I suggest Angeles City to Pozorubio Exit via TPLEX. Up Kennon Road to Baguio. Many tourist sites in Baguio, many girlie bars. Down Naguilian road to Bauang. Many Beach Resorts. Expat Bars in Bauang are Footlights (doghouse 3-6 Fridays) & Geckos (doghouse 3-6 Wednesday). Villa Estrada has a model show every night 10pm. San Fernando, "many" girlie bars in the Junction (upper & lower Junction areas). Visit Thunderbird Resort and The new Baywalk on PoroPoint. San Juan,la Union, Surfing, visit Kahuna Beach Resort. Ride from San Juan to Vigan (not to much to see). Vigan, Tourist Spots, Vigan to Laoag, Electric generating windmills, Laoag to Pagudpud,definately visit Saud Beach Resort (one of the best kept secrets in the PI), Hannah's Beach resort is worth a look see. Pagudpud to Taguegarao, not to much to see but in Taguegarao, see the Callo Cave. It was featured on the TV show Survivor. Taguegarao to Baler. Not to much to see until you arrive at the coast. It's absolutely awesome. The coastal road has 2 drainage dips with no warning so be cautious for those. Baler, visit the Baywalk and the market. There are some girlie Bars as well. From Baler back to AC is not much to see. I've been on many of the northern routes on a Motorcycle. A good tool to use is Google Maps and switch to Sattelite view and zoom in on the routes & road to get an idea what's ahead. Also using TripAdvisor "to do" in each location will help you decide what to see.


----------



## mogo51 (Jun 11, 2011)

Thanks for this information, much appreciated. I live in Bauang so know the bars etc you refer to.
Ihave been all the way to Lauag by bus, but on another post, it was suggested that the road to Isabella is very dangerous???
I am not really into going on shonky roads.
I was tending to to go Vigan and return down the coast thru Daguapan and down thru Zimbales? Have you done that also? Thaniks again for taking the time.


----------



## Hey_Joe (Sep 13, 2016)

mogo51 said:


> Thanks for this information, much appreciated. I live in Bauang so know the bars etc you refer to.
> Ihave been all the way to Lauag by bus, but on another post, it was suggested that the road to Isabella is very dangerous???
> I am not really into going on shonky roads.
> I was tending to to go Vigan and return down the coast thru Daguapan and down thru Zimbales? Have you done that also? Thaniks again for taking the time.
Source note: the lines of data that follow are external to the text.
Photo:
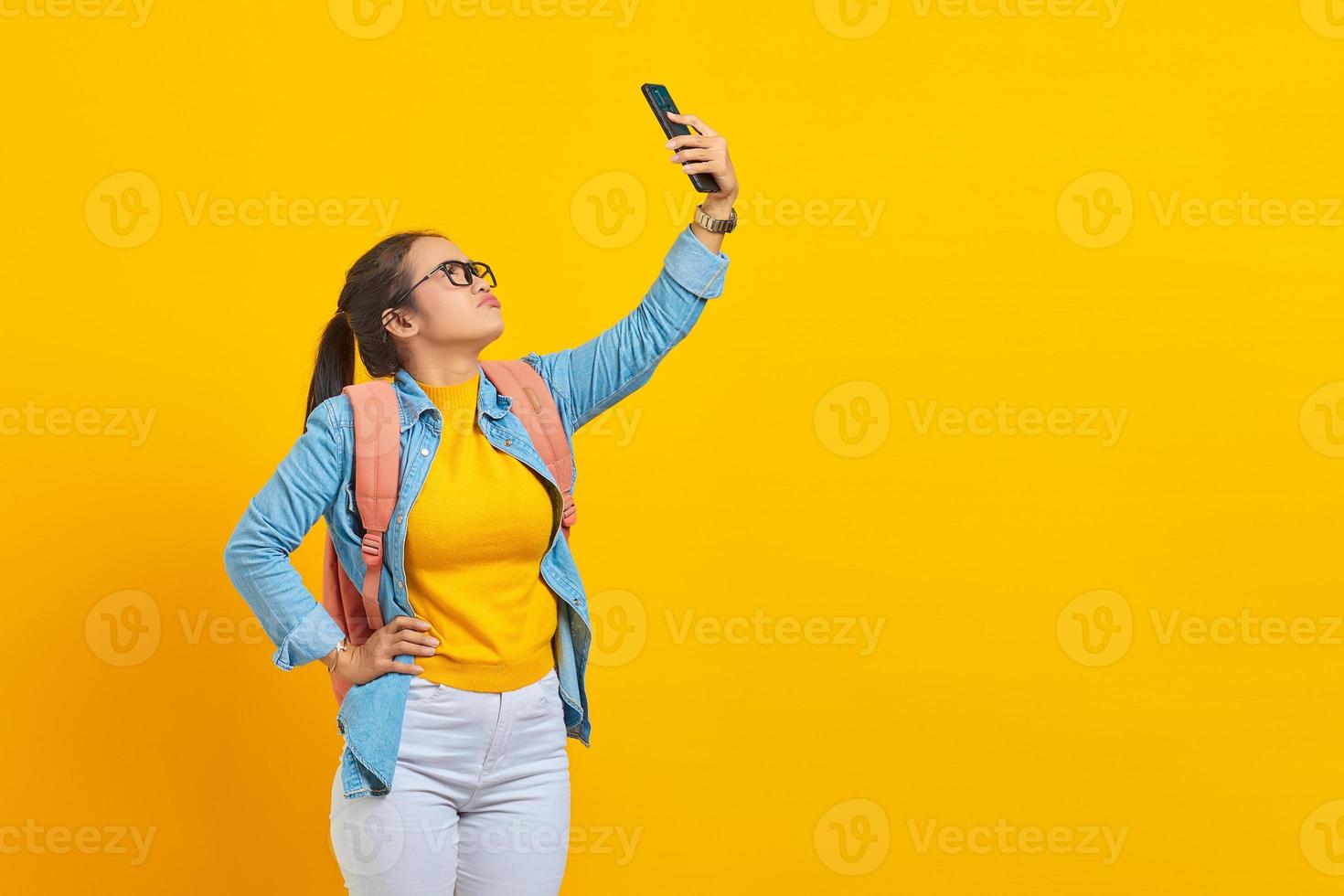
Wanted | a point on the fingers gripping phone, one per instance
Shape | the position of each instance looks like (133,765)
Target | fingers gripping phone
(661,103)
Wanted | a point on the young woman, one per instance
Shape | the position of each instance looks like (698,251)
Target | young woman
(468,699)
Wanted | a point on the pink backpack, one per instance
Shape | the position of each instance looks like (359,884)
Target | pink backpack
(377,480)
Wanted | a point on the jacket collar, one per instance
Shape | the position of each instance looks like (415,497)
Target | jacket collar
(414,402)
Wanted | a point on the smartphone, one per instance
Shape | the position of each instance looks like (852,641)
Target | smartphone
(660,101)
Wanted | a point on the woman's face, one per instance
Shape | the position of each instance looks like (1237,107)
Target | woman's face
(443,312)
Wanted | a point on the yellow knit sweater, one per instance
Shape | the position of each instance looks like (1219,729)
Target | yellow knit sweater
(475,541)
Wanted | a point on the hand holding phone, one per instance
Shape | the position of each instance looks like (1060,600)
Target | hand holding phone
(661,103)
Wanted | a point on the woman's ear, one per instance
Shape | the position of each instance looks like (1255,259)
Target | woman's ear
(398,324)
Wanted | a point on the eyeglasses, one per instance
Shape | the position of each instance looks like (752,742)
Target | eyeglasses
(459,274)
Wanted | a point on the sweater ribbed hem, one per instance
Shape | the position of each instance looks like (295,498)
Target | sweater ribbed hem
(488,677)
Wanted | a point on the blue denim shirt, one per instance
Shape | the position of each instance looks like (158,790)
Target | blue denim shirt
(315,480)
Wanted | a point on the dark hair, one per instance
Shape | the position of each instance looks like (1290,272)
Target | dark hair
(371,285)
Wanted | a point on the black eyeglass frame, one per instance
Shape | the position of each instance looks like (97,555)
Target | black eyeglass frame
(471,269)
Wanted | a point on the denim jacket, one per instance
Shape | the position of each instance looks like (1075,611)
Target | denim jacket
(315,480)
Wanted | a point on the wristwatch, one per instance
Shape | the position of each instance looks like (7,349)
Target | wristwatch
(340,647)
(717,225)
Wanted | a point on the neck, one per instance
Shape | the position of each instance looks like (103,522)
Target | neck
(443,368)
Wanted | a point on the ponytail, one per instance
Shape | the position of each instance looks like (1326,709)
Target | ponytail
(335,366)
(372,285)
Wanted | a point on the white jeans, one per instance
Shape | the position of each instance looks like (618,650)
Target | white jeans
(479,804)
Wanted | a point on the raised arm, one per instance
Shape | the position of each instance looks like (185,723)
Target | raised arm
(272,527)
(593,377)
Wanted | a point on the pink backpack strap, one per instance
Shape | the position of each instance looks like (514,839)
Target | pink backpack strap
(378,449)
(535,407)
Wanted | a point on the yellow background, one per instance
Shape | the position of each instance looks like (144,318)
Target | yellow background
(778,461)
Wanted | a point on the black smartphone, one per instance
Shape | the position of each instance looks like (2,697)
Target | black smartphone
(660,101)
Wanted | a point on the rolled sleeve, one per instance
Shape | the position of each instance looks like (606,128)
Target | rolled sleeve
(694,266)
(315,635)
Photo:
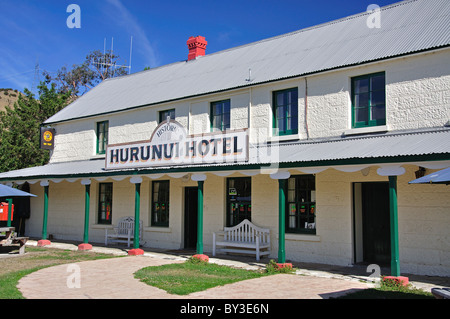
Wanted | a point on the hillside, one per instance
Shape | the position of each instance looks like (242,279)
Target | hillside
(8,97)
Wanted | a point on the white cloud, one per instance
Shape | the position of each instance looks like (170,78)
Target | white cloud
(130,23)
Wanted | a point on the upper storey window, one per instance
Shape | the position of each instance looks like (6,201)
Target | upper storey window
(285,112)
(163,115)
(369,100)
(220,115)
(102,136)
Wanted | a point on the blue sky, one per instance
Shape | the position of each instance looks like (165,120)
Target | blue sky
(36,30)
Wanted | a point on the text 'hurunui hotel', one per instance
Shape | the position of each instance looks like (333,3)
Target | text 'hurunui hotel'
(313,135)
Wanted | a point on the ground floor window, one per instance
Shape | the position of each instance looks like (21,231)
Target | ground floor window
(105,203)
(239,200)
(160,203)
(301,204)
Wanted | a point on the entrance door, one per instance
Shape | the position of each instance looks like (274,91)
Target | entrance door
(375,223)
(190,217)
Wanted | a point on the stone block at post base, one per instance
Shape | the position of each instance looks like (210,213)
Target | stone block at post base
(135,252)
(401,280)
(84,246)
(43,242)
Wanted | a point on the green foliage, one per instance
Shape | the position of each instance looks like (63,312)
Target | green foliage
(273,268)
(191,276)
(20,128)
(98,66)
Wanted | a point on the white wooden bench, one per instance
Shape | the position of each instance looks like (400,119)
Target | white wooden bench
(123,232)
(244,238)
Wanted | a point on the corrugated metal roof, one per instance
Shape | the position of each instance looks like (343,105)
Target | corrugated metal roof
(336,151)
(406,27)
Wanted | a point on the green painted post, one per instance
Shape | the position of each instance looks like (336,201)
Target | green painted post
(44,223)
(137,208)
(86,213)
(281,220)
(395,264)
(200,218)
(8,223)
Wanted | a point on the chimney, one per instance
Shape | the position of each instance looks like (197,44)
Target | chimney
(197,47)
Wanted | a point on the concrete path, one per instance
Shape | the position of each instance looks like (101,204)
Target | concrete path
(114,279)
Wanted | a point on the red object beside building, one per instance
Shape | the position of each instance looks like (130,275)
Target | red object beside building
(4,211)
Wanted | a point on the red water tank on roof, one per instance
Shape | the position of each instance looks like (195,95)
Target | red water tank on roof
(4,211)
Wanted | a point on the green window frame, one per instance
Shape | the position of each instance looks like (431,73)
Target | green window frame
(220,115)
(285,112)
(105,203)
(160,203)
(301,204)
(164,114)
(102,136)
(369,100)
(239,200)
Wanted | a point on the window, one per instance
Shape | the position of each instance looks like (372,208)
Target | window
(369,100)
(239,200)
(102,136)
(167,113)
(301,204)
(220,115)
(105,203)
(285,112)
(160,203)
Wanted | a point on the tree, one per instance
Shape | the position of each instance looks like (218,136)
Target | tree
(20,127)
(97,67)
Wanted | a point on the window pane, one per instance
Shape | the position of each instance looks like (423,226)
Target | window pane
(378,112)
(361,86)
(226,106)
(378,97)
(226,121)
(362,100)
(217,109)
(105,203)
(238,200)
(378,83)
(160,206)
(361,114)
(281,125)
(280,99)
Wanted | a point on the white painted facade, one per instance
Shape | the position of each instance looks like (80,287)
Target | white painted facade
(417,96)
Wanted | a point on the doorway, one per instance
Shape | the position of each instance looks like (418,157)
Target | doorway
(190,217)
(372,223)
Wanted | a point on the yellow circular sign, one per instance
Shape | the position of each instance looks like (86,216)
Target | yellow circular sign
(48,136)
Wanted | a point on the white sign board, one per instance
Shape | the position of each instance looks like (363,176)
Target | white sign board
(170,146)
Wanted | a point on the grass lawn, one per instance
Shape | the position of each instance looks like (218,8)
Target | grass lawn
(390,290)
(189,277)
(14,267)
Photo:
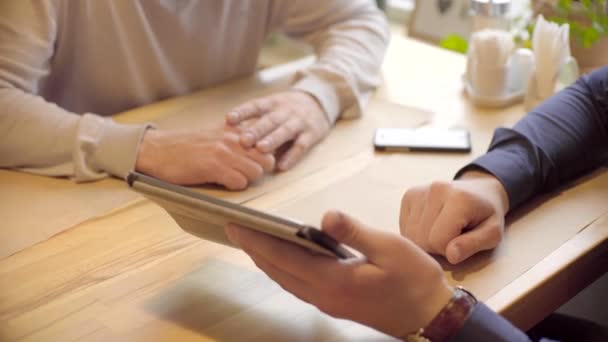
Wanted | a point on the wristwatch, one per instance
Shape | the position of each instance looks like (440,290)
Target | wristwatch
(449,320)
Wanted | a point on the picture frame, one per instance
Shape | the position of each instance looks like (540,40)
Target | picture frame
(433,20)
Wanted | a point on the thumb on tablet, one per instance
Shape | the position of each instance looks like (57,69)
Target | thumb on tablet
(353,233)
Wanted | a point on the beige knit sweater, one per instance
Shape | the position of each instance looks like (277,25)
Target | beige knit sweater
(64,64)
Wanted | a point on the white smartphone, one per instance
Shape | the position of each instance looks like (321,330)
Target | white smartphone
(205,217)
(422,139)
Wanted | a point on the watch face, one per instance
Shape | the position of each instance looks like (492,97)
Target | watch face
(444,5)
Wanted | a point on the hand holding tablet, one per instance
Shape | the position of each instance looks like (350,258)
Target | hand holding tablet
(205,216)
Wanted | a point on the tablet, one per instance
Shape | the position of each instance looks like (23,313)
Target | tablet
(205,217)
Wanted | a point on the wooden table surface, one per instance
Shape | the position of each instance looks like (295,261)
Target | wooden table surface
(133,275)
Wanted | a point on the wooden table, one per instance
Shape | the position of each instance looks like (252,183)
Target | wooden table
(133,275)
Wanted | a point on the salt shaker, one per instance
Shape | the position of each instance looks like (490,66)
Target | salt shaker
(490,14)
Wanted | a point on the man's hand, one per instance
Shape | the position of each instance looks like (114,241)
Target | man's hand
(292,116)
(456,219)
(395,287)
(197,156)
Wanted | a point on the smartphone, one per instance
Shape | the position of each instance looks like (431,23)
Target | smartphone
(422,139)
(206,216)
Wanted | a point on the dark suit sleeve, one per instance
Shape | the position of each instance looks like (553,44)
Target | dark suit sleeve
(561,139)
(486,325)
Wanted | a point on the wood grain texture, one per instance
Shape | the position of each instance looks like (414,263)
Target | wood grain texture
(133,275)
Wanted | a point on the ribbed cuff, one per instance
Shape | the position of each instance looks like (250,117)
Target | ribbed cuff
(105,147)
(118,147)
(324,92)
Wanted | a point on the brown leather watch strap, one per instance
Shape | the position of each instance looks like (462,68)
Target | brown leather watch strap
(451,318)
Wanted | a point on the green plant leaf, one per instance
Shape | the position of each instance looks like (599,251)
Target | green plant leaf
(455,43)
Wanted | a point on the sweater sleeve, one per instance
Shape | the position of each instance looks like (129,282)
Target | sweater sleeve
(561,139)
(39,136)
(350,38)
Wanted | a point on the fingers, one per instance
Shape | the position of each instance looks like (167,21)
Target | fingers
(265,160)
(287,131)
(249,110)
(231,179)
(487,236)
(262,127)
(296,152)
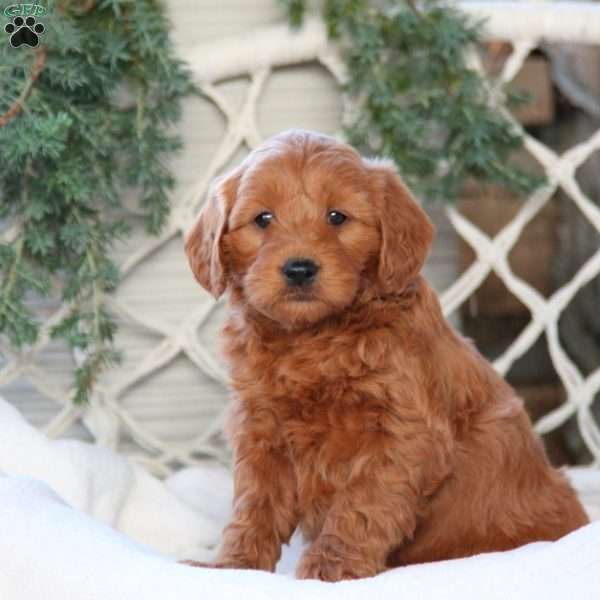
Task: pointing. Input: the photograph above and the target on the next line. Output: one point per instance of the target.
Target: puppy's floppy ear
(203, 244)
(406, 231)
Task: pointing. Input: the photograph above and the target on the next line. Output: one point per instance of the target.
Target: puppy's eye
(263, 220)
(335, 217)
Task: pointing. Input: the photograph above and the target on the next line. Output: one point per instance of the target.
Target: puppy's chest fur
(322, 399)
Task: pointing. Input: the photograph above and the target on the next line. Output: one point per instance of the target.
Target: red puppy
(358, 414)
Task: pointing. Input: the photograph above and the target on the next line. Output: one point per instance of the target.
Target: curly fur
(358, 414)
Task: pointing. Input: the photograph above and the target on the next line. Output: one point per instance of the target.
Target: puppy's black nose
(299, 271)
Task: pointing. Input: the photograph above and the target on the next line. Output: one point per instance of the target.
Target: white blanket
(78, 522)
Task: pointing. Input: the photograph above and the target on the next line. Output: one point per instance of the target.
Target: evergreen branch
(417, 100)
(68, 154)
(19, 103)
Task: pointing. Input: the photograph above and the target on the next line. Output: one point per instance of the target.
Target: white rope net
(112, 421)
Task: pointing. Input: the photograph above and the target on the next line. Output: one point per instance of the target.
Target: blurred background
(164, 403)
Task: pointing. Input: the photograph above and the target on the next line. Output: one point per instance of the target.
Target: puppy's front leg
(375, 512)
(264, 506)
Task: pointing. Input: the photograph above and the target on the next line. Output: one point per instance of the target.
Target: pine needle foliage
(85, 118)
(417, 100)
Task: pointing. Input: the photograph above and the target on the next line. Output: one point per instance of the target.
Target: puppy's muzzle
(299, 272)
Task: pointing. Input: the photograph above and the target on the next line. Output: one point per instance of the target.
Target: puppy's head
(305, 224)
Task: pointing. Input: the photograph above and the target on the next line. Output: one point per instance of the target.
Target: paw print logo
(24, 32)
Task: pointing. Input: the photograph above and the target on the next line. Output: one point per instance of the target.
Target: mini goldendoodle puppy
(358, 414)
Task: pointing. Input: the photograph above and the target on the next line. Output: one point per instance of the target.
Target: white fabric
(51, 550)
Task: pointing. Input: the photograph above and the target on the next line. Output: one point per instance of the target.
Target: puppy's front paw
(325, 562)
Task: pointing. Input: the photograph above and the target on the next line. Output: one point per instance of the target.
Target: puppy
(358, 414)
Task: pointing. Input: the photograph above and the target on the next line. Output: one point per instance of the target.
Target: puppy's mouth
(299, 296)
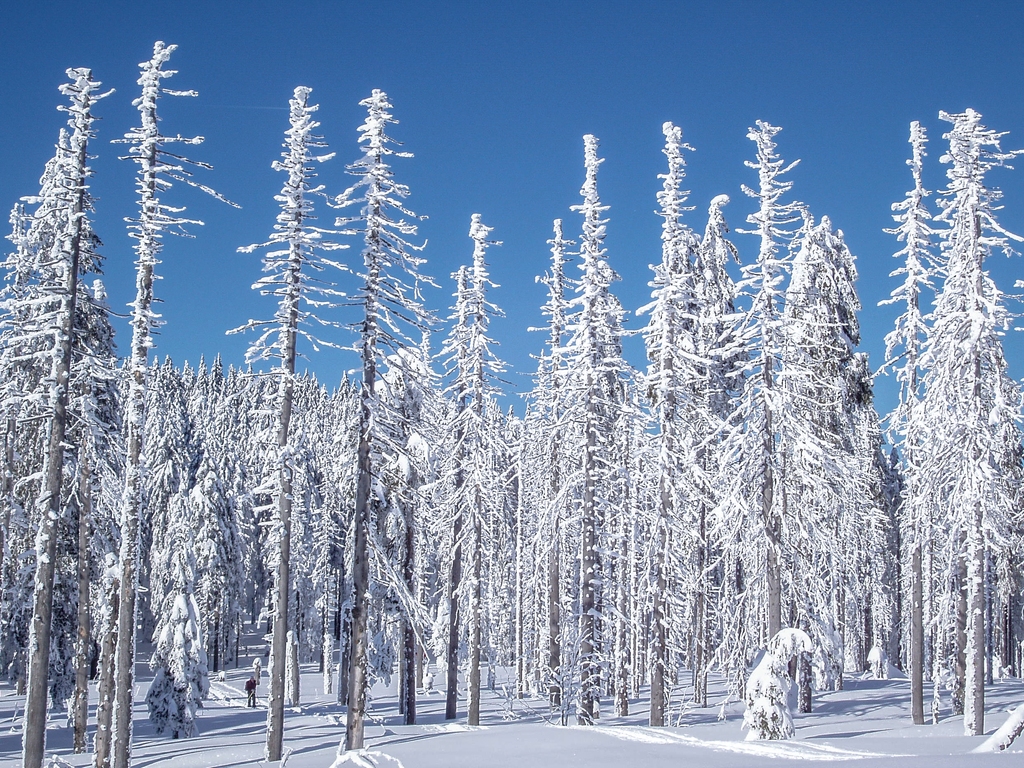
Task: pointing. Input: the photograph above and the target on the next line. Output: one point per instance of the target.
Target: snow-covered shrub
(181, 680)
(878, 662)
(767, 713)
(1006, 734)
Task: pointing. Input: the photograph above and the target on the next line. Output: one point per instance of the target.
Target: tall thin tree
(66, 213)
(158, 168)
(294, 263)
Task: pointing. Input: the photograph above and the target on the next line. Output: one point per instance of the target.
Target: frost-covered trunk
(293, 697)
(50, 503)
(104, 688)
(134, 426)
(360, 544)
(475, 608)
(773, 572)
(554, 596)
(590, 672)
(961, 638)
(701, 641)
(409, 645)
(622, 622)
(80, 708)
(974, 694)
(658, 619)
(916, 637)
(279, 641)
(452, 652)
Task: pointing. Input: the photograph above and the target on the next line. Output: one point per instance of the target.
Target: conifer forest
(731, 527)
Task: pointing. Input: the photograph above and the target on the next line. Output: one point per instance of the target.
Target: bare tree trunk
(104, 706)
(452, 656)
(590, 673)
(360, 545)
(700, 600)
(293, 682)
(974, 724)
(804, 676)
(80, 707)
(279, 641)
(476, 557)
(554, 590)
(409, 635)
(49, 503)
(916, 638)
(659, 619)
(622, 636)
(960, 658)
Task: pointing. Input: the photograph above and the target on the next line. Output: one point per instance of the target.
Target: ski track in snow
(774, 750)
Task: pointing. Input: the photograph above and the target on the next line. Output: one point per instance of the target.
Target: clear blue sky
(494, 99)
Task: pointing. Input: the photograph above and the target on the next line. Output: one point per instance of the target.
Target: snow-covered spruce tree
(749, 513)
(407, 391)
(473, 367)
(767, 714)
(62, 213)
(718, 357)
(180, 682)
(903, 346)
(671, 376)
(158, 168)
(596, 368)
(821, 491)
(218, 558)
(293, 264)
(546, 415)
(963, 469)
(95, 431)
(388, 301)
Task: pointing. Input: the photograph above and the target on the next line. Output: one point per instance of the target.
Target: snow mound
(1005, 735)
(365, 759)
(774, 750)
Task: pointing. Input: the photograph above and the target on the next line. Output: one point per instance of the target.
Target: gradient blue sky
(494, 99)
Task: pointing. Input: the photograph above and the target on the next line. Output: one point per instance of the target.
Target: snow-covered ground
(868, 722)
Concerning road to Isabella is very dangerous??? Dangerous as in "a Threat from another" or The "road" dangerous? Dangerous is crossing the Highway especially at night in Paringao (Bauang). I'm sure you are aware of The Expats who were killed crossing that road over the years, I think Cowboy (Australian) was the most recent one.

For me, I never felt any danger. The area about an hour after Pagudpud to Santiago City is flat and wide open and fast traveling vehicles. Depart each leg of the trip in the morning and stop your travels a few hours before dark. So far the only place in The PI I won't go is south of Surigao City. (I like having my head attached to my body)  

Yes, I've traveled Bauang to Dagupan (girlie bars) good seafood restaurants, up to Bolinao and down the west coast. Long ride, not much to see. Bolinao has some sites, Alaminos has 100 Islands. Welcome to City of Alaminos Pangasinan - Philippines


----------



## Gary D (Oct 28, 2013)

We went to Vigan via 100 islands last year. I liked 100 islands and if we go back will have to find a better hotel next time.


----------